Solving the killings was put on the back burner for a long time, but that changed when businessman and crime world banker Willem Endstra was shot dead in front of his home in 2004.

Because of the degree to which this killing disturbed public order, the justice department has since been focusing on hired killers and their criminal clients. With varying success. The three suspects that sat in pre-trial detention for just over a year for the murder of Willem Endstra had to be released last year because of lack of evidence.

Confessions

On the other hand, the two shooters who confessed to killing Thomas van der Bijl were sentenced to long prison terms last year. The individual who had commissioned the killing of Van der Bijl, 41-year-old Fred R., will also be tried in the coming period.
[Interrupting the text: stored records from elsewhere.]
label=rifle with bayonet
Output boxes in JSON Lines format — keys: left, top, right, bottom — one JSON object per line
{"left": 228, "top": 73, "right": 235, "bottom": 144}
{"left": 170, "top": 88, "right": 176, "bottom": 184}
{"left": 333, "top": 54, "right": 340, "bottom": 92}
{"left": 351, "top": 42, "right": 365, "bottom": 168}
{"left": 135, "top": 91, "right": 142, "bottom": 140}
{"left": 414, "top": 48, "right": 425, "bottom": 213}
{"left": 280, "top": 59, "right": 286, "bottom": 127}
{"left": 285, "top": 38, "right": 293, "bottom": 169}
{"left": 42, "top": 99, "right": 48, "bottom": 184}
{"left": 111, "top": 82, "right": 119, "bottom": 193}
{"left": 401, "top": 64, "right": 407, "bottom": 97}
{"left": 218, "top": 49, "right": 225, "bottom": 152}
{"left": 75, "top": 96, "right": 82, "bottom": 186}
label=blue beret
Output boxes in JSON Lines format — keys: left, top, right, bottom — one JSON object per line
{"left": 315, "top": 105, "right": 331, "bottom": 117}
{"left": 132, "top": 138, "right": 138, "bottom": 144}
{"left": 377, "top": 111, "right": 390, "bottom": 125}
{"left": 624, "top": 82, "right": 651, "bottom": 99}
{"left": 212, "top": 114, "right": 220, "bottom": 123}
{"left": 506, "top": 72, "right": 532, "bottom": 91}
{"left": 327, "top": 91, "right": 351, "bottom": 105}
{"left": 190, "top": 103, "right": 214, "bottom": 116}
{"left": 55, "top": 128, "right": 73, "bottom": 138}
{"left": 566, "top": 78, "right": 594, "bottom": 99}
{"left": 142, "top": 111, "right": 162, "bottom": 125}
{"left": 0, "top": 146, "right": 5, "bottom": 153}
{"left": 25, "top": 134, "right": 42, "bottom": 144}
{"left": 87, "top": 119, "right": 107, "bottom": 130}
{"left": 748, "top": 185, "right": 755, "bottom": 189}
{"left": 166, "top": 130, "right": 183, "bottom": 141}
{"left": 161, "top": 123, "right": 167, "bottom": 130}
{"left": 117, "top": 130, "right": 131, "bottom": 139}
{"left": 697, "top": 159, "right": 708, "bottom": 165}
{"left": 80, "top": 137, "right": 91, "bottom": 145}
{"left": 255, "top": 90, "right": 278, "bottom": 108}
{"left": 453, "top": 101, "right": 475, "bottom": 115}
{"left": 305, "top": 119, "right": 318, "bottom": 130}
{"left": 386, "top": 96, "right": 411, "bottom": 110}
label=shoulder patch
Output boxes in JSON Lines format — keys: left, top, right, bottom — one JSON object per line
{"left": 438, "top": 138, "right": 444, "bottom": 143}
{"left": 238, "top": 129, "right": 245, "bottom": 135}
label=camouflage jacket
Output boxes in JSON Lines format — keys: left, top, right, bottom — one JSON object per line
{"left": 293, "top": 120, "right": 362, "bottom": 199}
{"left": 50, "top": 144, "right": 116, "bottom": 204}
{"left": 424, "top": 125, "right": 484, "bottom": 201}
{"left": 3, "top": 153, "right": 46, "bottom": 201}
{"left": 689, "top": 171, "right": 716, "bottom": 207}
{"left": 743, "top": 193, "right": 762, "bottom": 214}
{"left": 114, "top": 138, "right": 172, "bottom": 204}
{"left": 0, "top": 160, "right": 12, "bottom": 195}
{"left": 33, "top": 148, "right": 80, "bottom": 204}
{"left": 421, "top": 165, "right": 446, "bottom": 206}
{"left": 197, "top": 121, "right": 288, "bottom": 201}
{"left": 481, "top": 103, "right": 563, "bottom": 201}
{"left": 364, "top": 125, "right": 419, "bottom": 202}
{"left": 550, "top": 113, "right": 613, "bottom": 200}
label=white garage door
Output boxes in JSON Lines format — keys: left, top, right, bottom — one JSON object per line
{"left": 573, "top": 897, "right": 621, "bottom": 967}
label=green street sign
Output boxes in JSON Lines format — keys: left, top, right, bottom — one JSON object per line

According to justice officials he was also involved in a number of other killings or attempted killings.

Fred R. is a crucial suspect. He is seen as the broker who maintained contact with the individuals who commissioned the crime world killings and those who carried them out. The immense dossier indicates that the most important hit-man was Jesse R. (no relation to Fred R.). He comes from a crime family led by father Greg, a convicted drug dealer.

The public prosecution department says that Jesse R. (1968) was involved at a very young age in the so-called ‘barbecue murders’ in 1993. In that case the charred bodies of two Yugoslavians were found in a burned out car in a parking lot. It is one of the three murder cases from 1993 that will be handled this year.

Dirty Peter

Jesse R. confessed his involvement in these murder cases to his criminal friend Peter la S. This 44-year-old professional criminal, a Rotterdam native, who is also called “Vieze Peter” (Dirty Peter) in crime circles because of his bad teeth, is without a doubt the main figure in the trial at hand. By his own admission Peter la S. was involved as a shooter in the murder of Kees Houtman in 2005 and was an accomplice in the murder of Thomas van der Bijl in 2006.

Out of remorse he turned himself in to police after the murder of Van der Bijl. He wants to get out of the criminal circuit and gave police fifteen statements in which he reveals everything he knows about killings in the underworld. Much is based on the stories of his friend Jesse R.

Peter la S. is the man for whom the public prosecution department had been waiting for years. A criminal who tells all about the killings in the crime world. Finally a state witness, albeit an extremely controversial one because of his involvement in the killings. He has made a deal with the public prosecution department in exchange for his statements, which are extremely detailed in some cases. Peter la S. has been put in the witness protection programme and the justice department will demand that he be sentenced to 8 years in prison for his role as hired killer.

Although the justice department has a number of trump cards up its sleeve, in particular against Fred R., the investigation into the killings will stand or fall on the credibility of the state witness. At the end of this year it will emerge whether the army of lawyers mobilised on Monday will succeed at undermining the credibility of Peter la S. If they manage to do so, it will be difficult for the justice department to achieve its ultimate goal: trying the criminals that have been sending hired killers onto the streets with impunity for almost two decades.